Denial is the first stage in the DABDA theory of coping with death. Most people will enter this stage first after receiving a terminal diagnosis.
We all want to believe that nothing bad can happen to us. Subconsciously, we might even believe we are immortal. When a person is given the diagnosis of a terminal illness, it's natural to enter a stage of denial and isolation. He may flat-out disbelieve what the doctor is telling him and seek out second and third opinions. He may demand a new set of tests, believing the results of the first ones to be false. Some people may even isolate themselves from their doctors and refuse to undergo any further medical treatment for a time.

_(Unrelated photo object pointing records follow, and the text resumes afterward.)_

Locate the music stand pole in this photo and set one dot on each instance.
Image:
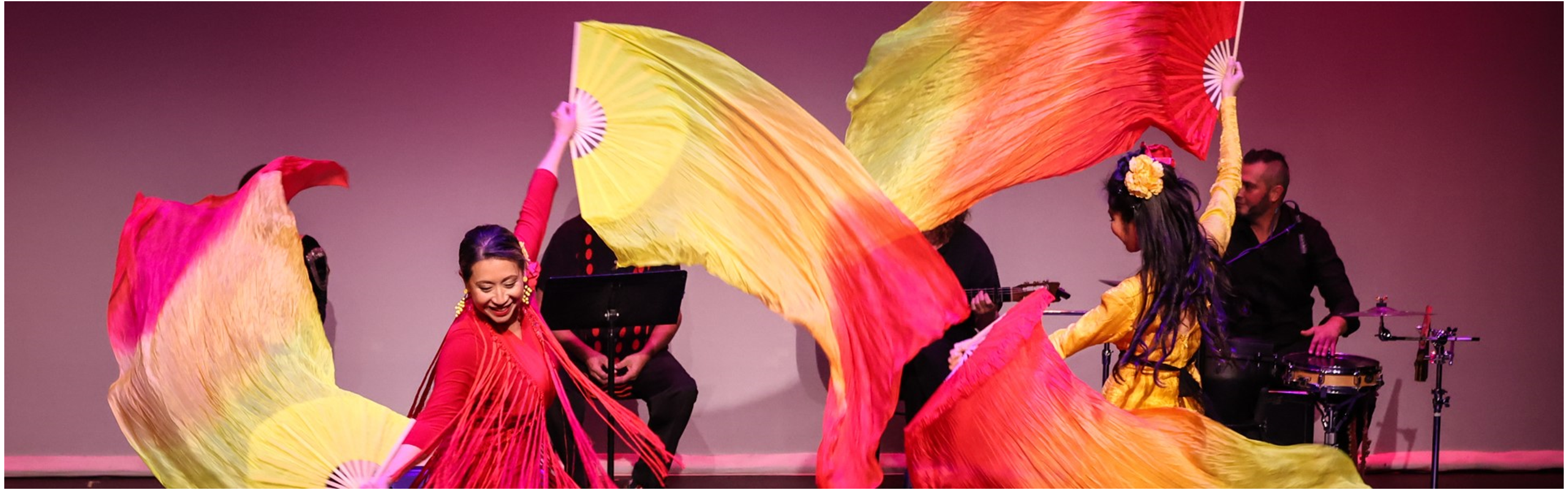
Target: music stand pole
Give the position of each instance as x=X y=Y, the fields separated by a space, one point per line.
x=609 y=335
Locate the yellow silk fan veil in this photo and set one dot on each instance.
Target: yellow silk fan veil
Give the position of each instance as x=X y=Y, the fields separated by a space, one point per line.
x=684 y=156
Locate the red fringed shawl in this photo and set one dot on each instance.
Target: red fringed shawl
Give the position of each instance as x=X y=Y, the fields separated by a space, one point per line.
x=499 y=439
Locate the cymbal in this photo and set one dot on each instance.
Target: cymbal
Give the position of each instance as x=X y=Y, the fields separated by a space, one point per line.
x=1384 y=311
x=1065 y=311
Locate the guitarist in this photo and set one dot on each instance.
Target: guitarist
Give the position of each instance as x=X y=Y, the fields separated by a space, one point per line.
x=971 y=261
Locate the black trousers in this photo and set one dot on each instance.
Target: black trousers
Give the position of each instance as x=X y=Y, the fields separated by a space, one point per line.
x=670 y=394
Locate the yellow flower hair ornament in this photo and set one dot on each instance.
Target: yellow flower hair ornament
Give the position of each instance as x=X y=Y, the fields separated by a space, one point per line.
x=1145 y=178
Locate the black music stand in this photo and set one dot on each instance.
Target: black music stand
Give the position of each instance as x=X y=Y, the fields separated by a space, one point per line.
x=609 y=301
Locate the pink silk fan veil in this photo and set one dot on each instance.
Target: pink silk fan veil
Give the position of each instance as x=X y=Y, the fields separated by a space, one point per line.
x=225 y=372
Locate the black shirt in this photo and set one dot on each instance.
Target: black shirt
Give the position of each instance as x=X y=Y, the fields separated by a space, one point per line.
x=1274 y=283
x=974 y=266
x=315 y=268
x=576 y=250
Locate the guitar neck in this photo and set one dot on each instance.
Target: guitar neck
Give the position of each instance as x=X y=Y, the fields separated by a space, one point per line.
x=998 y=294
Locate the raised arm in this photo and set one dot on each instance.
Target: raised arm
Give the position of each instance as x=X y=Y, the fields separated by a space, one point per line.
x=541 y=189
x=1107 y=322
x=1220 y=213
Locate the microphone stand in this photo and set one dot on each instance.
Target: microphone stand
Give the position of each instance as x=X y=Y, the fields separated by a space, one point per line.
x=1443 y=343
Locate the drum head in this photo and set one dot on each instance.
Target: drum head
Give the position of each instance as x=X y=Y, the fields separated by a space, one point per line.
x=1340 y=363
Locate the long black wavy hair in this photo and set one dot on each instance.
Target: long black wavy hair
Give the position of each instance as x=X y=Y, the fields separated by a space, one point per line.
x=1181 y=272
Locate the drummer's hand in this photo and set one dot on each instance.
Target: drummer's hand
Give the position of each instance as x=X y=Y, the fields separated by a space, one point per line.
x=1325 y=337
x=598 y=368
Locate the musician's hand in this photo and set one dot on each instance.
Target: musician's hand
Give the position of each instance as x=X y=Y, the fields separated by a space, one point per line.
x=982 y=304
x=632 y=365
x=1325 y=337
x=963 y=347
x=1233 y=81
x=598 y=368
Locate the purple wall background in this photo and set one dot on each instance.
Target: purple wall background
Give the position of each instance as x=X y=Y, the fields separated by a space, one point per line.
x=1426 y=137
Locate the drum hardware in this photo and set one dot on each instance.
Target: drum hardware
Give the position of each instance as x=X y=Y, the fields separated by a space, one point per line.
x=1338 y=382
x=1440 y=351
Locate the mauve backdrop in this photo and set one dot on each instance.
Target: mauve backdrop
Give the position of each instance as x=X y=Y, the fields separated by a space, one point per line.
x=1426 y=137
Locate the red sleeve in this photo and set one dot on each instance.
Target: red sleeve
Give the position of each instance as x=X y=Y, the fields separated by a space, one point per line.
x=535 y=213
x=455 y=368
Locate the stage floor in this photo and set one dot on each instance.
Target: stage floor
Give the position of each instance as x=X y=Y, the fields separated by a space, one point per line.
x=1396 y=480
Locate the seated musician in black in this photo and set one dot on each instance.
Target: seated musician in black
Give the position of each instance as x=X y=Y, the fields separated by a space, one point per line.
x=645 y=368
x=971 y=261
x=1275 y=258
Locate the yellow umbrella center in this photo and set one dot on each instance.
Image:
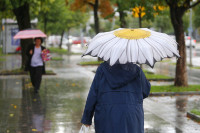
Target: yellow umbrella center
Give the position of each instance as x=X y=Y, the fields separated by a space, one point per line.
x=132 y=33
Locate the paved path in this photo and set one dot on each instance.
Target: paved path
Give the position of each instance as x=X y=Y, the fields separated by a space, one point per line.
x=59 y=105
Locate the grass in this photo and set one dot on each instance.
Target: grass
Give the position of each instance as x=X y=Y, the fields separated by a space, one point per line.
x=1 y=54
x=58 y=50
x=151 y=75
x=91 y=63
x=57 y=59
x=171 y=88
x=196 y=112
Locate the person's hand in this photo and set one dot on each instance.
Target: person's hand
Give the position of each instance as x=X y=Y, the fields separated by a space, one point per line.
x=31 y=52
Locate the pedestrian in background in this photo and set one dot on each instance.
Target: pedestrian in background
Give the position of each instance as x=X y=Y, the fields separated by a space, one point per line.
x=116 y=99
x=35 y=64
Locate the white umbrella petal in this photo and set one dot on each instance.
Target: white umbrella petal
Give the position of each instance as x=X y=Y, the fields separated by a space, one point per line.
x=104 y=49
x=128 y=51
x=157 y=47
x=132 y=45
x=123 y=59
x=146 y=49
x=134 y=50
x=170 y=48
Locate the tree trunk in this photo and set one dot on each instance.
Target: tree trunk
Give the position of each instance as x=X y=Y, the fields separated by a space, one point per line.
x=122 y=19
x=181 y=67
x=140 y=20
x=23 y=21
x=69 y=43
x=96 y=17
x=60 y=45
x=45 y=23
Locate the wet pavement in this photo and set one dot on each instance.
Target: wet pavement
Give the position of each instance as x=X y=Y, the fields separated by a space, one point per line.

During this stage, one might also isolate himself from his family and friends to avoid discussions about his illness. He may believe on some level that by not acknowledging the diagnosis it will cease to exist.
This stage of denial is usually short-lived. Soon after entering it, many begin to accept their diagnosis as reality. The patient may come out of isolation and resume medical treatment.
Some people, however, will use denial as a coping mechanism long into their illness and even to their death. Extended denial isn't always a bad thing; it doesn't always bring increased distress. Sometimes we mistakenly believe that people need to find a way to accept their death to be able to die peacefully. Those of us who have seen people maintain denial until the end know this isn't always true.
Those who successfully move through denial will usually enter a new stage of coping -- Anger.